Mystics’ Elena Delle Donne Partners with PETA
Washington Mystics’ superstar Elena Delle Donne has teamed up with PETA in an effort to raise awareness on adopting shelter dogs in an ad campaign.
“My wife had adopted Rasta when she was in college. And I was lucky enough to meet Rasta at age 4, and now she’s my daughter, too.” Delle Donne said (h/t ESPN). “They are the greatest part of our family. Coming home and being able to see their excited faces and their wagging tails — it just kind of erases anything that didn’t go so great in the day.”
“There are so many animals … in need of homes,” Delle Donne said. “Just look at their sweet little faces and their kind hearts, and you can just make their life by bringing them home and giving them a caring family to be around.”
Mercury’s Diana Taurasi Criticizes WNBA
Phoenix Mercury superstar and WNBA legend Diana Taurasi is taking aim at how the WNBA is marketing their game, and their players, as well as how players are getting paid, and how the league treats it’s players.
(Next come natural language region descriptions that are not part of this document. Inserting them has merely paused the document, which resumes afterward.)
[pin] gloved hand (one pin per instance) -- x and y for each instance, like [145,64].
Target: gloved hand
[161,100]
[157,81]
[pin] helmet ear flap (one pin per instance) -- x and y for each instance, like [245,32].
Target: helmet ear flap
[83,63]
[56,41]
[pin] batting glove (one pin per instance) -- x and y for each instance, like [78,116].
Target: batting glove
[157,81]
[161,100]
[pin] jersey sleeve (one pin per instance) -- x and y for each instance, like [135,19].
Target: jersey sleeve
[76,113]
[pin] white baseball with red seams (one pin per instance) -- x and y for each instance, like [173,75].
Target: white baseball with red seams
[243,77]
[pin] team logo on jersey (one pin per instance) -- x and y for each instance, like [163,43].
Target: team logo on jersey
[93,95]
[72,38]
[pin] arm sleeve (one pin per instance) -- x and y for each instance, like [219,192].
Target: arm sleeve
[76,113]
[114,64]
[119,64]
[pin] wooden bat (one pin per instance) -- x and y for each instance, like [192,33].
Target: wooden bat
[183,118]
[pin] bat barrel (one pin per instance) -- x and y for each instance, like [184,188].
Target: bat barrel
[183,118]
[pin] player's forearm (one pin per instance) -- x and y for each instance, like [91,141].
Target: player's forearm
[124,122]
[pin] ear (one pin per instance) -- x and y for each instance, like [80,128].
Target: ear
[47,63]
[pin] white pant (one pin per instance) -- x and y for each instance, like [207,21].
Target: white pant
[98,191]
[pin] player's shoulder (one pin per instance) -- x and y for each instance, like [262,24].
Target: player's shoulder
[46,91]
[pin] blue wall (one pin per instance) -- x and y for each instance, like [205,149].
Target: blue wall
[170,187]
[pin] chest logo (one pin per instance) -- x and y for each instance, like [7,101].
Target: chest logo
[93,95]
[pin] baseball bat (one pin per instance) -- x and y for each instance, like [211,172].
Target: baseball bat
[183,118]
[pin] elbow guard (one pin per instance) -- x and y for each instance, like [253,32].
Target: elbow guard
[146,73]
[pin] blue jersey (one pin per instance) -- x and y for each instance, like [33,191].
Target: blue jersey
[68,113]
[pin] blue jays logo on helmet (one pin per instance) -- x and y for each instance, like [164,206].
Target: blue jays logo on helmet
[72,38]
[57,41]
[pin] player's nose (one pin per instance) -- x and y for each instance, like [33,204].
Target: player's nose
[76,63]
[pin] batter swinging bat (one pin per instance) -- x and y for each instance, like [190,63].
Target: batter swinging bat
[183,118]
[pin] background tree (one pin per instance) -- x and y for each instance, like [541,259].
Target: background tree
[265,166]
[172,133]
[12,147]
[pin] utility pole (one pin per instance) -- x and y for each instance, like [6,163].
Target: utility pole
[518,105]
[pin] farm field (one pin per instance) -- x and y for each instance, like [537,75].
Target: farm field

Basically, Taurasi isn’t happy with how the WNBA operates as a whole, and isn’t shy about sharing her opinion.
“It’s just so sad to me. You know, 15 years in, it’s just such a sad thing to talk about” Taurasi said when discussing the pay disparity in the league, according to ESPN’s Josh Weinfuss.
“We had to go to a communist country to get paid like capitalists, which is so backward to everything that was in the history books in sixth grade. And even then, even within our pay scale, it doesn’t make sense. On a team, you could have seven players making the same amount of money. That doesn’t make sense to me.”
“Something’s missing. I don’t know. I don’t know what the solution is. But what’s going on now, it’s not working. And I use an example of when B.G. [Brittney Griner] was a rookie, she was walking in this arena, and the janitor was making more money than her. But you want Brittney Griner to be this superstar and carry the league into where? The kid’s got to go to Russia [in the offseason] for the next 10 years to get paid what she deserves.
And it’s just shocking to me, as we have the NBA as the best model ever. But the WNBA always finds a way to mess it up. I just don’t get it. I’m so disillusioned with it all … not because of what I had to go through, but for the younger kids. When you’re in it, when you’re playing and you’re young, you don’t worry about these things. You’re just so worried about proving yourself and getting to the playoffs, being a better basketball player.
But when you get older, like Sue [Bird] and I, we start thinking about these things, like it’s been 15 years. I think Sue said it best. In the last 11 years, I think we’ve had a 1.5% increase in our pay salary. I mean, who doesn’t leave that job? It’s like [Lionel] Messi. You play for Barcelona, and then you go back to Argentina and play in a YMCA league because you love the game. And you know what? We come back every single summer because we love the game. It’s pathetic.”
Taurasi says that the WNBA simply doesn’t care that players have to go overseas to play and make money, and noted that a contentious CBA negotiation is likely to take place because of these, and many other, issues.
Of those other issues, Taurasi isn’t thrilled with how the WNBA has marketed the game, or it’s superstars.
“Once again, I just don’t understand how the NBA has made rock stars out of their best players … if you think about what they’ve been able to do marketing-wise. And obviously it started with Magic and Larry and Isiah, and then obviously Jordan took it to the next level. And then you had Kobe, Shaq, and now you have LeBron, Harden, Steph, Durant.
They’ve made rock stars out of these players. And we just have not been able to capitalize on any of that. Not even a little bit. Not even one bit. Like, are you kidding me with some of the stuff that they do marketing and promoting-wise? It’s almost mind-boggling.”